Иссякали силы. Поломаны были копья у гусар, разваливались иссеченные
доспехи, кончались заряды. Две наконец-то подвезенные пушки еле успевали
отгонять скрытно подбиравшуюся сбоку шведскую пехоту. Вновь и вновь
наскакивающие на лагерь хоругви не знали замены и бились уже неохотно, без
запала. Только для виду дразняще проносились по краю поля донцы Заруцкого,
не находя никакой бреши. В беспрерывных схватках миновало полдня, а
Жолкевский не добился ничего.
Неужто он обрекал свои хоругви на истребление? Неужто, видя уже явную
неудачу, задумал в полной безнадежности положить всех до единого?
Тщетны были удары по середине и по краям огромного москальского войска.
Оно, правда, все еще не оправилось до конца, отбиваясь как придется, на
авось. Многие стрелецкие полки безучастно наблюдали за битвой. Молчали
неустановленные и брошенные пушки. Порой мнилось, что москалям вовсе было не
до схватки в своих каких-то неслаженных передвижениях внутри лагеря и,
небрежно отмахиваясь, они хотели только, чтобы их оставили в покое.
Гетман упорно чего-то выжидал, не ведая колебаний.
Неразбериха в москальском лагере обнадеживала Жолкев-ского. Поражение
для него было бы непереносимо. Потеря чести — хуже смерти. Круто были
сведены его брови, твердо сжат запекшийся рот. Беспрекословным взмахом
булавы он отсылал назад посланцев из хоругвей, молящих о подкреплении. У
него оставался только один резерв — рота Мартина Казановского. Но он не
вводил ее в дело — это пока был не крайний случай.
Рота грудилась у гетмана за спиной в редком осиннике. Сидя на рослых
вороных лошадях, в тяжелых латах с громадными крыльями из перьев коршуна
маялись в ожидании сигнала отборные удальцы. Упруго подрагивали флюгарки на
их длинных копьях. И уже сгибало под тяжелым железом затекшие спины.
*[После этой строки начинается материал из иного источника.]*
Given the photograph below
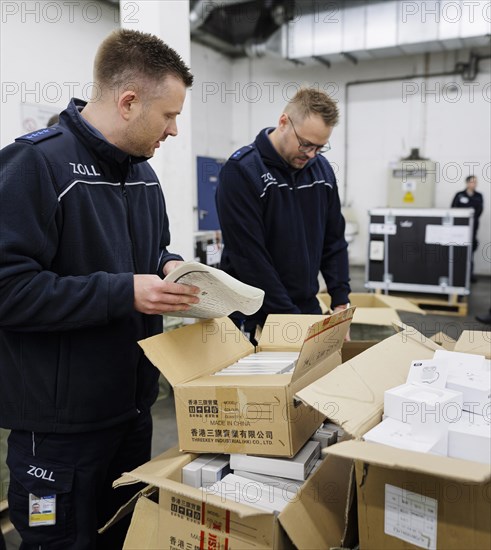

И уже
начинали донимать всадников чащобная духота и занудливый звон налетевшего
комарья.
Так и не потеснив москалей, ударные хоругви самовольно отступили на
середину поля и стали сбиваться в круг. Съезжались медленно и расслабленно,
бросив поводья. Некоторые из гусар даже сдернули темные шлемы, так что
непривычной белизной засияли их бритые затылки с всклокоченными мочалками
оселедцев. Уже на ходу распуская ремни и кушаки, гусары готовились к долгой
передышке.
И тут слитный топот заставил их обернуться. От лагеря к хоругвям
мчались два конных крыла. Скакали один вслед другому, напоказ дерзко и
разлетисто. Будто вовсе не москальское войско недавно металось и вопило, как
глупое стадо, под ударами гусар, а гусары выказали свою немощь и теперь
удостоились позорного налета. И от кого? От презренных и битых? Это ли не
обида! В единое мгновение плотно сомкнулись хоругви.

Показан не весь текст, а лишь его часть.